Tango in Small Cities


There are numerous teahouses in the streets and alleys of Chengdu, China, and every one of them is booming with business. Chengdu people like to spend time with friends in teahouses, drinking tea while chatting, reading, playing chess, listening to local operas, etc. This leisurely pleasure has become an indispensable part of Chengdu people’s daily lives.


What the teahouse is to Chengdu is like what the milonga is to Buenos Aires. There are numerous milongas in the streets of Buenos Aires. The Portenos like to pass time there, meeting friends, listening to music, and dancing tango. Over time, they became skilled dancers, and tango became an integral part of their daily lives. For many Portenos, a day without tango is like a day without food.




Tango dancers in small cities, where their number is too small and milonga is poor, don't have that luxury. That’s why I used to drive to nearby big cities to dance tango. For a three-hour milonga, the round trip took me five to six hours. In addition to fatigue and sleepless nights, the cost adds up to a considerable amount annually. In the end I couldn't take it any longer and had to accept the reality and dance locally.

Dancing locally may not be as gratifying as dancing in big cities, but it is convenient, time-saving, and affordable. It's okay to go out to dance occasionally, but to enjoy tango on a regular and sustainable base, you have to do it locally. Tango aficionados in small cities must accept that reality. In big cities there are established tango groups and milongas readily available. But in small cities we have no choice but to create our own.
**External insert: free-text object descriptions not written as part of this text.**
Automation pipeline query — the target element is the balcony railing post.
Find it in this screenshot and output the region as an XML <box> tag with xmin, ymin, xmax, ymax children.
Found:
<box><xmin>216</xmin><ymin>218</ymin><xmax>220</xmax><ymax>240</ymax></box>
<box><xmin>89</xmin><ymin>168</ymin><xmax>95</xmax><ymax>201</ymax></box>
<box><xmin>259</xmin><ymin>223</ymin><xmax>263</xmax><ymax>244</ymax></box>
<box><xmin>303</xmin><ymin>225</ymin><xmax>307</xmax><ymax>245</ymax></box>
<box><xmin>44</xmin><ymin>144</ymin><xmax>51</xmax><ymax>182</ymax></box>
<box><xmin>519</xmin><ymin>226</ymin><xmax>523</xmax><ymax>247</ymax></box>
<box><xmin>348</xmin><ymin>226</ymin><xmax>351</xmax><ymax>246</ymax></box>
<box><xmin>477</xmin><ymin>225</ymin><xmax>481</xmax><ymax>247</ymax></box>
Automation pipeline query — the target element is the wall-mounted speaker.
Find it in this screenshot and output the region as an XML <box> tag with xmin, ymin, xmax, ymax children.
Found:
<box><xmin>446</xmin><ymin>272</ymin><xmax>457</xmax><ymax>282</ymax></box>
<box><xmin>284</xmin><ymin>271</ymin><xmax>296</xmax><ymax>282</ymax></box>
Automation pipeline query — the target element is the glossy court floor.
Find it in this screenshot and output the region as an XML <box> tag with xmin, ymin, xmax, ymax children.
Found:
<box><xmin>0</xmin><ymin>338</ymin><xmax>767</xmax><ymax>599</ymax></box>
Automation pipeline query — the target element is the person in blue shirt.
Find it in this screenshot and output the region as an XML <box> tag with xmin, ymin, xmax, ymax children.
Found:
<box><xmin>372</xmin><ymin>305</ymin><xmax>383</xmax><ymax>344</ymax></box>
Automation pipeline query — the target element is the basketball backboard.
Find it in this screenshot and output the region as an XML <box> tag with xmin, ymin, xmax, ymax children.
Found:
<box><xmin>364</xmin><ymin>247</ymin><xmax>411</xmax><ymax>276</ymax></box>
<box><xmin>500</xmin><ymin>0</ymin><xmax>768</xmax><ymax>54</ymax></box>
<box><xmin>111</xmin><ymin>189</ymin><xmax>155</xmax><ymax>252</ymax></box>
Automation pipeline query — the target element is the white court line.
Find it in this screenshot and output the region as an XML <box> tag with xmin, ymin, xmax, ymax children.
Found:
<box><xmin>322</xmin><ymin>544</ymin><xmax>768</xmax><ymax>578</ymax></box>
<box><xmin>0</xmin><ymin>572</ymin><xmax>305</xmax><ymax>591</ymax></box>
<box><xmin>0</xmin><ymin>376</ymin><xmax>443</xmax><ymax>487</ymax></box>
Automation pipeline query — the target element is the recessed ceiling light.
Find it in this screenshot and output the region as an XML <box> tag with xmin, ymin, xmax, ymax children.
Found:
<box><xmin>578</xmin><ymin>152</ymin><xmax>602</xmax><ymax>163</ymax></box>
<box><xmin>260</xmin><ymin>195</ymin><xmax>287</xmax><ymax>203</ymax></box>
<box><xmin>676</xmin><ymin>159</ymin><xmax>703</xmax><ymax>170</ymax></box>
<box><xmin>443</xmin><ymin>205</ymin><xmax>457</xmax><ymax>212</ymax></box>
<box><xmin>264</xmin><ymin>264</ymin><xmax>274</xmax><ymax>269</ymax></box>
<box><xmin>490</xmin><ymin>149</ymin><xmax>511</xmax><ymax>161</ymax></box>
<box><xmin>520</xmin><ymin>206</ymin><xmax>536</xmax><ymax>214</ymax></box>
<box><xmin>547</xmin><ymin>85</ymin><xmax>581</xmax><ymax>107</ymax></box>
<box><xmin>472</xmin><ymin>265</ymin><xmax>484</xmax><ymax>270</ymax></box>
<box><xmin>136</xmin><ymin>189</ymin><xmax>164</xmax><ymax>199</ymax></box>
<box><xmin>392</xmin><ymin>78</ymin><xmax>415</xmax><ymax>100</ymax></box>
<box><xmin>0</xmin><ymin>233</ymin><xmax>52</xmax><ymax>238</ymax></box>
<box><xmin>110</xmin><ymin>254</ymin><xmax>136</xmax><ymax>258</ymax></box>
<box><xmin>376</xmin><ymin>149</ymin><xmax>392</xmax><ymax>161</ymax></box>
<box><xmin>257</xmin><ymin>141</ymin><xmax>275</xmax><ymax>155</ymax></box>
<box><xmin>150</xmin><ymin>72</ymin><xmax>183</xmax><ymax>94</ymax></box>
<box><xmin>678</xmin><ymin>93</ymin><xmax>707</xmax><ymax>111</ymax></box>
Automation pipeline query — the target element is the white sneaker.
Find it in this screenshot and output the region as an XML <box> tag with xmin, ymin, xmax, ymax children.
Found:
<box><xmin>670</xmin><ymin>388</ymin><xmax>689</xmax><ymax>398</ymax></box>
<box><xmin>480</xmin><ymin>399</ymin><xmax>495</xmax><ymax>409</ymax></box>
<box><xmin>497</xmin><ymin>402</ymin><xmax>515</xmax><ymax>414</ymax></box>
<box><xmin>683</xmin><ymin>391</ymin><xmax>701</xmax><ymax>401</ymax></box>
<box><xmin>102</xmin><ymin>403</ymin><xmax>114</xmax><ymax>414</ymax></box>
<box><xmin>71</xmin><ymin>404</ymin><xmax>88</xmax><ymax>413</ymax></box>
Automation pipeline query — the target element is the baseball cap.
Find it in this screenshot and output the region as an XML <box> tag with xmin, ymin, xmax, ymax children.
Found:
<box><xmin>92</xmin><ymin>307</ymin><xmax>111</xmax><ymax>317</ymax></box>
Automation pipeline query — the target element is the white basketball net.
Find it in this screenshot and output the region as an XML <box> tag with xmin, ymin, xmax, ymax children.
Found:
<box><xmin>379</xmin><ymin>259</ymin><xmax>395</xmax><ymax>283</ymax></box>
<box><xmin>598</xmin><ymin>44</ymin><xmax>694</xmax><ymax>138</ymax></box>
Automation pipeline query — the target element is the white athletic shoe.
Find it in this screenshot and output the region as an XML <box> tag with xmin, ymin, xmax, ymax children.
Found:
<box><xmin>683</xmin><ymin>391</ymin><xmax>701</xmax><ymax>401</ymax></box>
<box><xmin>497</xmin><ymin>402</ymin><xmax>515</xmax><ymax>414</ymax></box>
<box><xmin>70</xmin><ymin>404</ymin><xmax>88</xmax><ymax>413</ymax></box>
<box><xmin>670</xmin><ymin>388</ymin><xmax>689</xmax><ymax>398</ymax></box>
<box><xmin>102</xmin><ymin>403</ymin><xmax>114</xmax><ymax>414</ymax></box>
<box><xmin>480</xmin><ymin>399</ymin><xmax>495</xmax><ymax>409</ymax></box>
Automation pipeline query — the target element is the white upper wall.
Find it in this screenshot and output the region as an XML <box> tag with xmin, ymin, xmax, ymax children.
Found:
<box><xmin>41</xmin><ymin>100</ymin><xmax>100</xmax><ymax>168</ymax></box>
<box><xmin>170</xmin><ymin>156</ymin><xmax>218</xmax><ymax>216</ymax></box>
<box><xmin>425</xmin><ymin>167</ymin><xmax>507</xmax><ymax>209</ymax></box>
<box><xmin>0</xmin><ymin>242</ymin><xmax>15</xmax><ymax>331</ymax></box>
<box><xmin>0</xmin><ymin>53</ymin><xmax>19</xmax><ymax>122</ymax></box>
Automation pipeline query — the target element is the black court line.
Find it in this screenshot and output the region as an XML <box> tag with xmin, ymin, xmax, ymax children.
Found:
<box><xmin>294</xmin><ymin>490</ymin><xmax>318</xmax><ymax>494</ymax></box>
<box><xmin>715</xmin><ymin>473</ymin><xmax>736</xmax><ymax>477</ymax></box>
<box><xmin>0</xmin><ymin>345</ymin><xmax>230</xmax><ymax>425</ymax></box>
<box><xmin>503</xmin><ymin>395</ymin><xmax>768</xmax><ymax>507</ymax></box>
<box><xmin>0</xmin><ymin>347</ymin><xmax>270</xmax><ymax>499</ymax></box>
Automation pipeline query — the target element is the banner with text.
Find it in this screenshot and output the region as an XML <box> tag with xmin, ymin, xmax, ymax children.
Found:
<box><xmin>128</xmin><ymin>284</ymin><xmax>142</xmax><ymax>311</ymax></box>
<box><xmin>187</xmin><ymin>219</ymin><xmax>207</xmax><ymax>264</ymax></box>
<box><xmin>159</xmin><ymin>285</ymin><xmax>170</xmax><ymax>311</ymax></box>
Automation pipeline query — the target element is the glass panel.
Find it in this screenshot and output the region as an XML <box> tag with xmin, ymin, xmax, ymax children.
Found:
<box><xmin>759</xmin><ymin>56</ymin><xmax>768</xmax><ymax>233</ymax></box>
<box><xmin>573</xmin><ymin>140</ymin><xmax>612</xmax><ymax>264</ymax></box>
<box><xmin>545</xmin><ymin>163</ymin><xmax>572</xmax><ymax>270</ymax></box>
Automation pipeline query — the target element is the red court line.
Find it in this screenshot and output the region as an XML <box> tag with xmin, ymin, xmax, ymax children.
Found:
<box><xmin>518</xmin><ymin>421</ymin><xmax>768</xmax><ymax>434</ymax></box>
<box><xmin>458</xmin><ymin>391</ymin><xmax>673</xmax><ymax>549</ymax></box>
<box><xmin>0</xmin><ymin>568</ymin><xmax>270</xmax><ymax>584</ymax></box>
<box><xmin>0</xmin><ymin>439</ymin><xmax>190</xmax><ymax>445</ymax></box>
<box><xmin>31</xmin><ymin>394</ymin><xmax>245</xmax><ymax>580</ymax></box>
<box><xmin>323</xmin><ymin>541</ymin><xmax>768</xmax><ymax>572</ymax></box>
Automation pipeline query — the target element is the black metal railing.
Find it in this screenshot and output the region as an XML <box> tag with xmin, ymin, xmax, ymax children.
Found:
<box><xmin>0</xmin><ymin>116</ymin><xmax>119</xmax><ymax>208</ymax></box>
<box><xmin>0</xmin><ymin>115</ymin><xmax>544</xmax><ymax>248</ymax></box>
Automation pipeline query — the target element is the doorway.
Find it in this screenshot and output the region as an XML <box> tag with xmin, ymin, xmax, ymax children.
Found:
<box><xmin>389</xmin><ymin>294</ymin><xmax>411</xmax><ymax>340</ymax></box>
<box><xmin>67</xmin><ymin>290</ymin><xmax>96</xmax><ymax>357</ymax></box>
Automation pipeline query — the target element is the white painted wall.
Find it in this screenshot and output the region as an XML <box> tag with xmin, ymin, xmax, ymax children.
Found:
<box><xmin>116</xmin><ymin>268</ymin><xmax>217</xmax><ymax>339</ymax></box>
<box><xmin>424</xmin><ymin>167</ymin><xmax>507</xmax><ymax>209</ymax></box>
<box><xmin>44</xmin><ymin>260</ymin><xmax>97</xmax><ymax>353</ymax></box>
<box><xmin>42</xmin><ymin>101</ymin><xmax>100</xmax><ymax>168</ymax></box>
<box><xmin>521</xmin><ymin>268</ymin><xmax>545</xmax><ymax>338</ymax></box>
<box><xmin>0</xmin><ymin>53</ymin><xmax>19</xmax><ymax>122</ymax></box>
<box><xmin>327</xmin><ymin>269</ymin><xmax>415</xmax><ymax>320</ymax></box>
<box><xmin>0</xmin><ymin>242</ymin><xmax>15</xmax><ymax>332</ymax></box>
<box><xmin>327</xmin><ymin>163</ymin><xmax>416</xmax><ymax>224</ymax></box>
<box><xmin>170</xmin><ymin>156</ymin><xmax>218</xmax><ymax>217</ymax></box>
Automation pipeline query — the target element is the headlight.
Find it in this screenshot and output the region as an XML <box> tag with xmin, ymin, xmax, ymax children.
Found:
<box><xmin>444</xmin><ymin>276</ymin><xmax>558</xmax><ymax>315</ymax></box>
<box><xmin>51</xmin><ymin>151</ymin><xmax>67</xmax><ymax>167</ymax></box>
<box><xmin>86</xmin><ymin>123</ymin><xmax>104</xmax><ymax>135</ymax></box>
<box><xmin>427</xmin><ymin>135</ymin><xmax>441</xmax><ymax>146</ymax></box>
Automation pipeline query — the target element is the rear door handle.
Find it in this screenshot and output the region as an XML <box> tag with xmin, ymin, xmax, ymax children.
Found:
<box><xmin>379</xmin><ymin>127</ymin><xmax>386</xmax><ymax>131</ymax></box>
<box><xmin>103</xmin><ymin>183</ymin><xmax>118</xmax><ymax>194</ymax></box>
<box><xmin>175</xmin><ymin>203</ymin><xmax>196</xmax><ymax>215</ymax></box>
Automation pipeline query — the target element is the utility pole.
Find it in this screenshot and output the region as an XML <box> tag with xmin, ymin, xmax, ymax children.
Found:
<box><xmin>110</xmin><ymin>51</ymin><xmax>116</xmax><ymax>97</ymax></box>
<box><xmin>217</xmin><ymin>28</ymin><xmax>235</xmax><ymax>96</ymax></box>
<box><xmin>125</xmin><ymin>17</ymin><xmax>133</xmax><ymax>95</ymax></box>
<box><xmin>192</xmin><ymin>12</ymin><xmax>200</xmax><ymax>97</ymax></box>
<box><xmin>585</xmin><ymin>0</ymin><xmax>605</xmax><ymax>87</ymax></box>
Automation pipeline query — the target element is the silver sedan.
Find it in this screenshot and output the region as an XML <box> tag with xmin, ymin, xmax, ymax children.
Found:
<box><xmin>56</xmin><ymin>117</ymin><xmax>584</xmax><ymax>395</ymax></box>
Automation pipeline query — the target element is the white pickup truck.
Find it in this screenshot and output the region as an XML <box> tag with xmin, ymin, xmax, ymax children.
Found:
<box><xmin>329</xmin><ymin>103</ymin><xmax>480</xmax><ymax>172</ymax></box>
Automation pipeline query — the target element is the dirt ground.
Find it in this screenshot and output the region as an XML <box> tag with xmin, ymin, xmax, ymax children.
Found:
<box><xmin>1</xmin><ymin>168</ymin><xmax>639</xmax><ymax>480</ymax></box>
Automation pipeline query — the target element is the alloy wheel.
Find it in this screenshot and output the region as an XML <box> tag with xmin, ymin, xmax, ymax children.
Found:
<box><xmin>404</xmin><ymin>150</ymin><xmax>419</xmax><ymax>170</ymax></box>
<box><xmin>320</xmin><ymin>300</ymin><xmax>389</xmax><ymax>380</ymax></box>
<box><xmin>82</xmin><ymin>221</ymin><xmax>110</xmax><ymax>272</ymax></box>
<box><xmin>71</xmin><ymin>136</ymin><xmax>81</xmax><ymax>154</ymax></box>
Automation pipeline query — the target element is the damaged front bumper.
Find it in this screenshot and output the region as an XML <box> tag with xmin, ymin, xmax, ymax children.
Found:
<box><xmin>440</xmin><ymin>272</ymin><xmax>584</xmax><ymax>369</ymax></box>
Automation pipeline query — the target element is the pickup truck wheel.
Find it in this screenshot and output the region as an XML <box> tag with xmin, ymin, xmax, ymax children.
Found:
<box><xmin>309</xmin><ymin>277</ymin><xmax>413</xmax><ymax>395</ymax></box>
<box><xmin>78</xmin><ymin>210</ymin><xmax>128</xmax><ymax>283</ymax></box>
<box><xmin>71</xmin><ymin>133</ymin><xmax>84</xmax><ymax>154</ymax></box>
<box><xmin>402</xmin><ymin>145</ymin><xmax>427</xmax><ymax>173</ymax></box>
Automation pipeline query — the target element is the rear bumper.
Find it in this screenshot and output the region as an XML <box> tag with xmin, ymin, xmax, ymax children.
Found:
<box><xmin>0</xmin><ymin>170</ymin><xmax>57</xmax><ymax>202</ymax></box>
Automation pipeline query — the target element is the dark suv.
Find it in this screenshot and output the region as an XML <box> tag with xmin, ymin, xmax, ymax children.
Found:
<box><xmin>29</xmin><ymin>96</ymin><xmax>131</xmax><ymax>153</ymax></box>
Building a tango community isn't easy, but if we don't do that and choose to travel long distances, then we'll have to say goodbye to tango when we are tired of travel, or we’ll have to face the reality again. Would it not be better if we put that energy in building our own tango community so that we can enjoy tango locally like people in big cities?

Tango dancers in small cities have to have a strategic vision. We can't expect other people to plant trees for us to enjoy the shade. We have to plant our own trees and enjoy our own fruit. Building a tango community requires dedication and commitment. Despite the difficulties, we should not exchange that vision for immediate pleasure. We must invest for the future, so that when we can no longer travel around, we will still have a place to dance tango. Don't be intimidated by starting small and slow. So long as we stick to the cause, the community will grow. Right now we are still in the start-up stage, but that stage will pass. What we ought to think is how to make our community better and stronger, not to leave the community and dance elsewhere.

The importance of building a local tango group cannot be overstated. It is where we improve our dance skills and enjoy tango on a daily base. Tango is a teamwork. Without a team there cannot be tango. You go out to dance tango because there is a bigger and better team there. Then why not spend time on improving our own team? As tango dancers we can't only think about the present but not the long-term, focus only on personal skills but ignore team building, enjoy without contributing and take without giving back. I have provided you with a place to dance tango, and I do it willingly as my contribution to the group. I expect every one of you to make your contributions, not as a way to return the favor, but as a way to make the group better, stronger and more united. Do not come just to dance tango. Ask yourself at least once a month, "Have I done anything for the group this month?" If everyone can do their part, then our group will become better and better, so that tango can be an indispensable part of our daily lives, too. (See Never Forget Why We Started.)